As Turgeon opted for a smaller lineup late to aid the comeback attempt, though, Fernando’s influence waned, the victim of frequent double teams on the post. He finished with 14 points and 11 rebounds, still reaching his third double-double this year.
“Bruno’s a monster,” Ayala said. “He’s fighting every game. I wouldn’t have any other big man in the country behind me.”
Meanwhile, the Cavaliers hit 8-of-16 shots from beyond the arc in the first 20 minutes, led by guard Kyle Guy’s four. Maryland (6-1) infiltrated Virginia’s pack-line defense with more effectiveness than most opponents do, with help from transition buckets.
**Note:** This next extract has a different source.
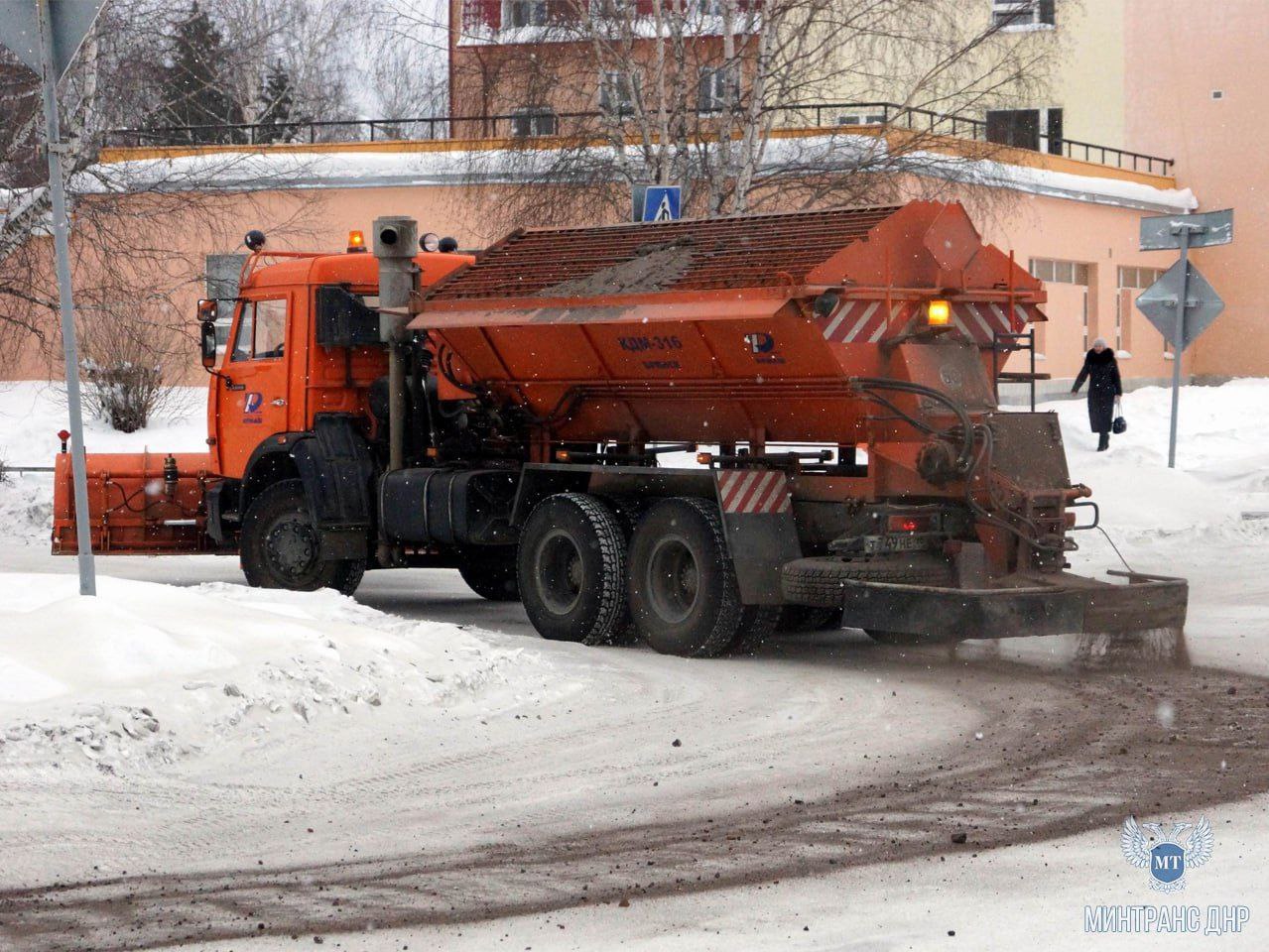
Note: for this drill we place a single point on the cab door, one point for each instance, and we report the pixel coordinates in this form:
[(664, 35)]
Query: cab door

But Turgeon’s side struggled to defend the perimeter at points early. And when the Terps did, Guy seemed to splash from deep regardless, ending with a game-high 18 points on 5-for-9 three-point shooting. Guard Ty Jerome finished with 17 points, adding three triples to his line.
“They’re better athletes than people give them credit for,” Virginia coach Tony Bennett said. “They’re not afraid of the moment.”
As the teams left the floor at halftime, one student on the sideline lifted a UMBC shirt, seemingly to remind the Cavaliers of their loss last March to the No.16-seed Retrievers in the NCAA tournament. But the difference between that upset and Wednesday’s loss in College Park was three-point shooting, which helped keep Virginia ahead.
UMBC shot 50 percent from range while the Cavaliers made 4-of-22 attempts. The roles were reversed Wednesday, with Maryland hitting one three in the first half and waiting 20 minutes before Ayala and guard Aaron Wiggins hit back-to-back triples about four minutes into the second half, drawing the game back within 11 points.
After four first-half points, Cowan finished with a team-high 15. He knifed through the Cavaliers’ defense to cap a 7-0 run with four minutes to go to put Maryland within four points. He cut the deficit back to five with 54 seconds left with five points on consecutive possessions.
“They run their offense like they were trying to … wear Anthony out. They kept circling the guy,” Turgeon said. “Anthony gave us everything he had. He was terrific.”
Maryland shot 54 percent and outrebounded Virginia by 12, showing positive signs for a vastly inexperienced team compared to Virginia (7-0). The Terps managed to score 71 against the Cavaliers, who had surrendered more than 70 points just one other time since the start of last season — when UMBC did it.
But turnovers and early outside shooting woes allowed the Cavaliers to mount a 17-point advantage early in the second half, complicating matters and leaving Cowan wiping his face and watching from the bench with 30 seconds ticking to a close.
“We have heart,” Fernando said. “We never quit and we try to play as hard as we can.”